Es war ein warmes, tiefes Geräusch, das mich irgendwie noch nervöser machte.
„Vielleicht will ich das ja“, sagte er, und ich spürte, wie die Atmosphäre noch dichter wurde.
„Vielleicht will ich, dass du mich magst.“
Ich hob den Blick und sah ihn an. Seine Augen waren weich, aber da war auch etwas anderes – etwas, das ich nicht sofort einordnen konnte. „Jisung“, begann ich, aber ich wusste nicht, wie ich weitermachen sollte.
„Was?“ fragte er, und sein Lächeln wurde ein bisschen schief.
„Habe ich dich zum Schweigen gebracht? Das passiert nicht oft.“
„Vielleicht“, gab ich zu.
„Vielleicht denke ich gerade über Dinge nach, über die ich nicht nachdenken sollte.“
„Und warum nicht?“
Seine Stimme war jetzt tiefer, seine Worte langsamer. Er beugte sich ein kleines Stück näher zu mir, und ich spürte seinen Atem auf meiner Haut. „Manchmal ist Nachdenken genau das, was man tun sollte.“
Bevor ich antworten konnte, war er noch näher.
Seine Lippen berührten meine, zögernd, fast fragend.
Es war ein Kuss, der viel zu kurz war, aber dennoch so intensiv, dass ich kaum atmen konnte.

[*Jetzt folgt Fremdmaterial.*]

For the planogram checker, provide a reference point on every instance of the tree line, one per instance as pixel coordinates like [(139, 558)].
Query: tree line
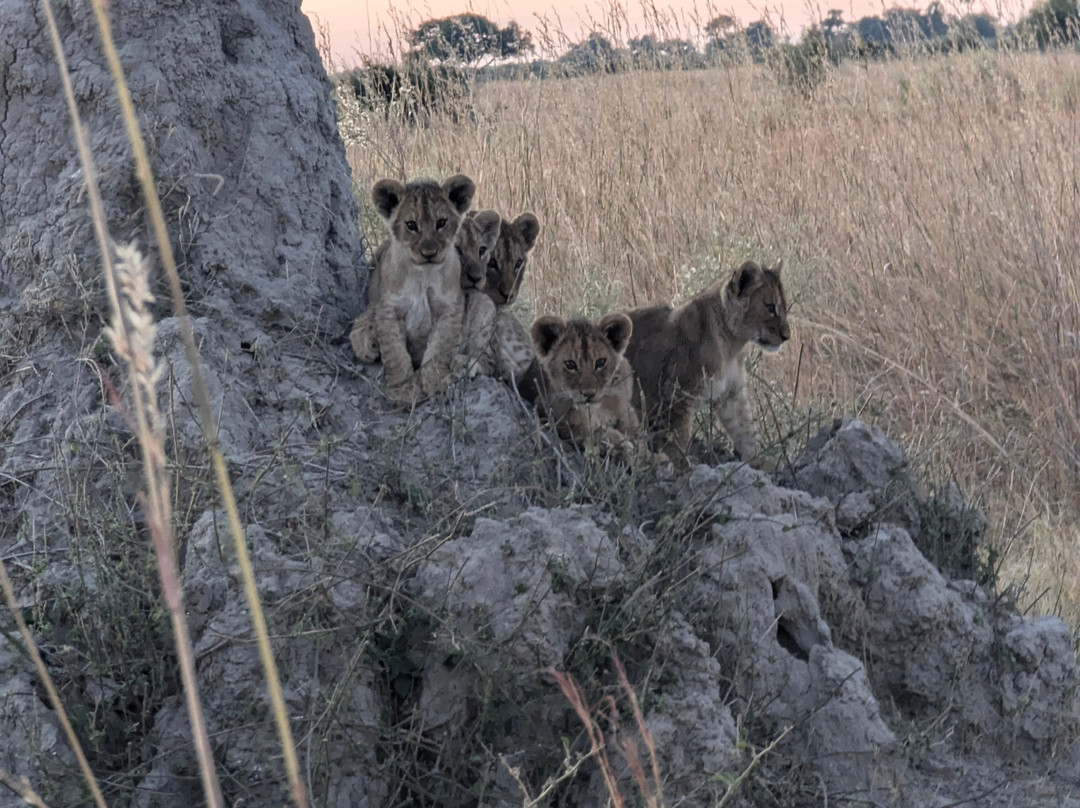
[(446, 54)]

Als er sich ein wenig zurückzog, sah er mich an, und sein Blick war voller Unsicherheit.
„War das okay?“ fragte er leise, seine Stimme fast ein Flüstern.
Ich zögerte nicht. „Ja“, sagte ich und zog ihn wieder zu mir, diesmal entschlossener.
Der zweite Kuss war intensiver, wärmer und ich fühlte, wie mein Herz schneller schlug. Es war, als würde all die Spannung, die zwischen uns geherrscht hatte, in diesem Moment explodieren.
Als wir uns schließlich voneinander lösten, lehnte er seine Stirn gegen meine und lachte leise.
„Du bist wirklich gefährlich, Minho“, sagte er.
„Gefährlich?“ Ich hob eine Augenbraue, ein kleines Lächeln auf meinen Lippen.
„Das könnte ich auch über dich sagen.“
Er grinste, aber sein Ausdruck wurde schnell wieder ernst.
„Ich meine es ernst. Du bist… du bist mehr, als ich erwartet habe. Mehr, als ich verdiene.“
„Hör auf mit dem Quatsch“, sagte ich, aber meine Stimme war weicher, als ich beabsichtigt hatte.
„Du verdienst alles, Jisung.“
Er sah mich an und ich konnte sehen, dass er etwas sagen wollte, aber er hielt sich zurück.
Stattdessen lehnte er sich wieder an mich, sein Kopf auf meiner Schulter, und wir saßen da, schweigend, aber in diesem Moment war keine weitere Antwort nötig.